The kids all received queens tokens at a recent event, of which they are understandably proud. Bang opted to have his mounted on the flap of his purse, while Crash requested his be made into a necklace that he could wear.

At a large event there is always the possibility that your child could be somehow lost or injured, and it's really good for them to have non visible but easily accessible ID on them just in case. Last year I saw someone with a very clever idea: her daughter had a belt favor embroidered with a lovely little squirrel, and on the back, safe from prying eyes, her full name, and all the pertinent emergency information I thought this was really clever. The little girl was so proud of her favor, and it kept the information secure and with her. I took that idea, and made each of my children a favor with the arms of the group we camp with on it, and an animal. Ladybug with her love of all things shiny got a magpie, Crash, for obvious reasons, a Bear, and Bang picked a hedgehog in a narrow contest against a badger: which is oddly appropriate. I did each of the favors in a slightly different style on different materials: Ladybugs is cotton  on linen canvas, done in petit point. Crash's is wool on wool and linen in split and chain stitch. Stephen's is cotton on linen and silk, in split and chain, and Kittens is wool on linen in split and stem stitch. Everyone picked their backing materials from my scrap stash. Kittens is the only one that is different: hers is armed with a pair of safety pins sewn very firmly in place, and can be pinned direct to the back of her gown where she can't reach it.
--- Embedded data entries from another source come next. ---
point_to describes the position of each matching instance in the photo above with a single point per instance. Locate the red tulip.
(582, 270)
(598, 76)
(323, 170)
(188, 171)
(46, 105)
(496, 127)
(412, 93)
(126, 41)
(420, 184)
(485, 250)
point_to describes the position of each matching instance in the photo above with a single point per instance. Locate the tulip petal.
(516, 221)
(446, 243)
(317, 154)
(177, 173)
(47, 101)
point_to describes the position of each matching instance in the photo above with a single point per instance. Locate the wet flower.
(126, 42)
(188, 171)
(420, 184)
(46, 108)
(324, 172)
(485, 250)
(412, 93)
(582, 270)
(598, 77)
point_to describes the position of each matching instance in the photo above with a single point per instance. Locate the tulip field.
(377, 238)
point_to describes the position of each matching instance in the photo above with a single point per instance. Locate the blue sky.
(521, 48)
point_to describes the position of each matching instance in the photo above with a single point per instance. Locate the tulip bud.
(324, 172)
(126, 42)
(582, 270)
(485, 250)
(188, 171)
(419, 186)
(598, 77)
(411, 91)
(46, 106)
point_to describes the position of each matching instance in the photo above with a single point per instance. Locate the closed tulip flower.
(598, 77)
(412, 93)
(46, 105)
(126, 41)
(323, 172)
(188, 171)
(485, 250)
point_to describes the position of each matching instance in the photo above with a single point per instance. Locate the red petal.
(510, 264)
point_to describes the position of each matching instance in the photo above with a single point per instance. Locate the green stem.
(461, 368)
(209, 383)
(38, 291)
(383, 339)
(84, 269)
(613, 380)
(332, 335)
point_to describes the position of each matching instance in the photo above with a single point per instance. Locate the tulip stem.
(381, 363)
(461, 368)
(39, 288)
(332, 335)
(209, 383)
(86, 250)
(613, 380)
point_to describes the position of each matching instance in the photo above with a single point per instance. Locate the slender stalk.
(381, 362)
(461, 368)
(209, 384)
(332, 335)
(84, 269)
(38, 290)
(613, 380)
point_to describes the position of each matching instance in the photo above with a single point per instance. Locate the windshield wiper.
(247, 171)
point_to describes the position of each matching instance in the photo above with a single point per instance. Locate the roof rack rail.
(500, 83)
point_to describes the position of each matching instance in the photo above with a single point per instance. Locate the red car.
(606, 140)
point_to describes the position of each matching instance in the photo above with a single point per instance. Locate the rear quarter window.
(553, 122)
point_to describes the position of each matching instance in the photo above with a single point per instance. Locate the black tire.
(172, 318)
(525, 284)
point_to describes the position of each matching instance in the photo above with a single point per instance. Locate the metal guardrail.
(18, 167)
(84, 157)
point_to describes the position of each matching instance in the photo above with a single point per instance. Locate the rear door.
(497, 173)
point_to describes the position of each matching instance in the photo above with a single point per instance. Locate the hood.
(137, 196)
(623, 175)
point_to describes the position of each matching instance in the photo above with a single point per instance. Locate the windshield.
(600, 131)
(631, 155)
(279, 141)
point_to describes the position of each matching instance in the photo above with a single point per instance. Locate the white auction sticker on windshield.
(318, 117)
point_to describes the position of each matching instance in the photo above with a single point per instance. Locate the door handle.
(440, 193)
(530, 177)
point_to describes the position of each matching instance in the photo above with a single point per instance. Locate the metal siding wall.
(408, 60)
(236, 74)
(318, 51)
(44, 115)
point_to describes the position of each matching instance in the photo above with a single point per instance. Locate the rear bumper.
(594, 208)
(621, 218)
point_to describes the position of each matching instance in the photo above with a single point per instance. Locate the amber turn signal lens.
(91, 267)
On the back of each favor is a standard military dog tag with the child's name, our name, and all the pertinent contact and allergy information. We've also had a few discussions with the horde reinforcing the obvious safety concerns, but also teaching them that in case they SHOULD somehow get lost or separated (it's never happened yet, but better safe than sorry) they should find the nearest person wearing a coronet or driving a golf cart and present them (politely) with their kid tag.

I'm still working on a pouch for Ladybug, my 14th century princess, in the style of a aumoniere, and her belt hasn't come yet, but hopefully I'll have those sorted for her by our second summer event.